Ziarah: Menghadap hadirat Allah
Orang-orang yang percaya kepada Allah mengunjungi tempat-tempat khusus untuk menghadap hadirat Allah. Karena itu, orang harus sungguh-sungguh mempersiapkannya, seperti yang tampak dalam Kej. 35:1-5, yang menggambarkan ziarah Yakub ke Betel. Persiapan dilakukan oleh Yakub dan keluarganya untuk membuat diri mereka bersih karena mereka akan menghadap Allah yang kudus. Semua persiapan ini dilakukan agar mereka pantas menghadap Allah dan kehadiran mereka diterima oleh-Nya.[1]
Untuk apa sebenarnya umat beriman dalam Perjanjian Lama mengunjungi tempat-tempat suci dan menghadap hadirat Allah? Ada beberapa hal yang dapat saya sampaikan berkaitan dengan hal ini.
Merayakan pesta-pesta keagamaan
Setiap laki-laki dari bangsa Israel memiliki kewajiban untuk menghadap ke hadirat Tuhan tiga kali dalam setahun (Kel. 23:14). Tiga kesempatan menghadap Tuhan ini menunjuk pada tiga perayaan yang harus dirayakan dalam satu tahun (Kel. 23:14-19), yakni:
(a) Hari Raya Roti Tidak Beragi, dirayakan selama tujuh hari setelah Paskah.[2] Selama tujuh hari semua ragi disingkirkan dari dalam rumah dan selama itu pula orang makan roti yang tidak diberi ragi. Kebiasaan ini mengingatkan mereka pada saat nenek moyang mereka harus meninggalkan Mesir dengan tergesa-gesa, sehingga terpaksa mengangkat adonannya sebelum diragi (bdk. Kel. 12:34, 39).

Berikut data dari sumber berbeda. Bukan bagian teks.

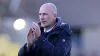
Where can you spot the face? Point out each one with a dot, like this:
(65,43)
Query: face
(47,18)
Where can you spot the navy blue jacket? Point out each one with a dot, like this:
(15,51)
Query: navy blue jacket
(57,42)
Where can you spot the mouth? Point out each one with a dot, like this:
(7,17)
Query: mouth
(43,22)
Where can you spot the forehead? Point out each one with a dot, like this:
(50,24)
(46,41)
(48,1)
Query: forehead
(43,10)
(46,9)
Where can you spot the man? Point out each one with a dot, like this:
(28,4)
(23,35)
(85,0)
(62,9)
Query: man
(50,37)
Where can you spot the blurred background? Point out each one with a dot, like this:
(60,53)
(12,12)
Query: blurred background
(16,17)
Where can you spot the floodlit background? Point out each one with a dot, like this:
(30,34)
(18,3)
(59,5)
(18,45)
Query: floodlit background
(16,17)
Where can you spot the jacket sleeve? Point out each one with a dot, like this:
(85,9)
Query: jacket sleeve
(61,48)
(23,51)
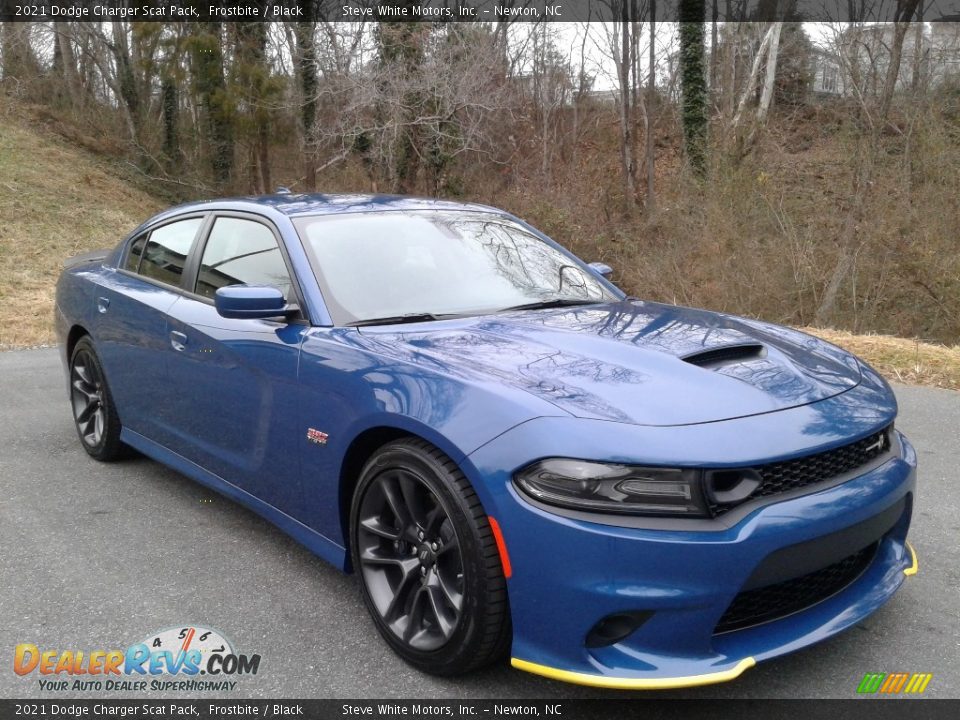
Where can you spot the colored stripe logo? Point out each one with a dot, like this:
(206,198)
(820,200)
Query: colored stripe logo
(894,683)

(b) Hari Raya Tujuh Minggu (bdk. Kel. 34:22). Hari raya ini merupakan perayaan panen, mengakhiri pesta musim panen gandum, yang kemudian dihubungkan dengan pemberian Hukum Taurat di Gunung Sinai. Karena dirayakan tujuh minggu (Ul. 16:9) atau lima puluh hari (Im. 23:16) sesudah Paskah, pesta ini dalam bahasa Yunani disebut Pentakosta (Tob. 2:1).
(c) Hari Raya Pondok Daun (Ul. 16:13; Im. 23:34), merupakan perayaan pemetikan buah-buahan di musim gugur, pada akhir musim buah-buahan. Selama perayaan itu orang tinggal di gubuk-gubuk yang dibuat dari ranting-ranting dan didirikan di kebun anggur di musim pemetikan; pondok-pondok itu mengingatkan umat Israel yang dahulu berkemah di padang gurun (Im. 23:43).
Pada hari-hari raya itu semua orang laki-laki pergi mengunjungi tempat-tempat suci[3] untuk merayakannya menurut ketetapan yang berlaku. Semua dilakukan dalam suasana penuh kegembiraan karena mengenangkan karya penyelamatan Allah di masa lampau. Mereka menghadirkan kembali peristiwa-peristiwa tersebut. Di hadapan Allah sendiri, yakni di tempat-tempat suci itu, mereka memuji Allah yang telah menyelamatkan mereka. Para nabi sering kali mengkritik pesta-pesta ziarah dalam kritik mereka terhadap ibadat pada umumnya (Yes. 1:14-15; Am. 5:21; Mal. 2:3). Kritik mereka tidak ditujukan pada pesta ziarahnya sendiri, tetapi pada sikap dan perilaku mereka yang merayakannya. Zakharia bahkan menubuatkan bahwa para bangsa akan berziarah ke Yerusalem untuk menyembah Tuhan dan merayakan pesta (Za. 14:16-18).
(Bersambung)
[1] Pembersihan yang harus mereka lakukan ini mencakup tiga hal: (a) penolakan dewa-dewa asing (ay 4); (b) penahiran diri yang dilakukan dengan membasuh tubuh atau mandi (Kel. 29:4; 30:18-21; Im. 15:5,6; 16:4; 17:5; 22:6) dan dengan tidak bersetubuh (Kel. 19:15); (c) mengganti pakaian yang mereka kenakan dengan pakaian yang baru atau yang bersih (Kel. 19:10, 14).
[2] Paskah dirayakan pada tanggal 14 Abib; Roti Tak Beragi dirayakan pada tanggal 15-21 pada bulan yang sama.
[3] Ketiga perayaan ini baru mulai dirayakan setelah Israel menetap di Kanaan. Dalam penanggalan Kel. 23 dan 34 tidak ada tanggal yang ditetapkan. Sebab, penanggalan-penanggalan itu berasal dari zaman waktu ibadat belum berpusat di Yerusalem. Orang dapat merayakan pesta-pesta tersebut di tempat-tempat suci setempat sesuai dengan kemajuan pekerjaan di ladang di daerah masing-masing.